Characterizing Messages

Redundancy and Compression

We need a way to measure how much information an information source produces. It is not enough to simply count the number of possible sequences, because 1. some sequences are more likely than others and 2. messages contain redundancy. This means that only part of the length of a message is attributable to information, the rest is a result of the structure of the message itself.

As an example, consider English again. Even when a large number of letters are deleted from English text, the original message can still be reconstructed. This is, in fact, an unsophisticated way to compress English. Compression is the act of translating a message into a shorter message from which the original can still be reconstructed.

In fact, Shannon demonstrates that there is a precise limit to how much an information source can be compressed. The minimum number of bits needed to fully describe a message is known as entropy. Imagine that we have a compression machine that translates the output of a source into the binary alphabet. Then consider the average length of the binary sequences that are produced.
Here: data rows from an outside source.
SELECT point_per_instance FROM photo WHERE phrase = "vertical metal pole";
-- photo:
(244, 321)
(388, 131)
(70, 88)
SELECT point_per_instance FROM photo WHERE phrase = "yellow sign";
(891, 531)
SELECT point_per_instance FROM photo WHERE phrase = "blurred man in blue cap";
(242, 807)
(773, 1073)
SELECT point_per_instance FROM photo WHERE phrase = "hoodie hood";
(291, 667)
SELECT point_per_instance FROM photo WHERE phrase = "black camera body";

This is the number of bits that the source is being compressed into. The minimum number of these bits is the source entropy.(1)

For simplicity, we continue to work with the familiar binary alphabets: {A, B} for the source and the destination, and {0,1} for the channel in between. In this case, Shannon shows that the only information source that cannot be compressed is that in which successive symbols are chosen fully independently and equal A or B with equal probability. Because of the lack of structure, a typical message from this source is already its most efficient description. Such a source then has an entropy of 1 bit per symbol.

This is no longer true if symbols are not mutually independent. As a trivial example, say that every even numbered symbol is equal to the previous symbol, as in BBAAAABBAA... Then every other symbol could be deleted without losing information. The entropy of such a source is not greater than ½ bit per symbol.

1. Technically, we must average the number of bits needed to describe typical messages of length N as N grows without bound.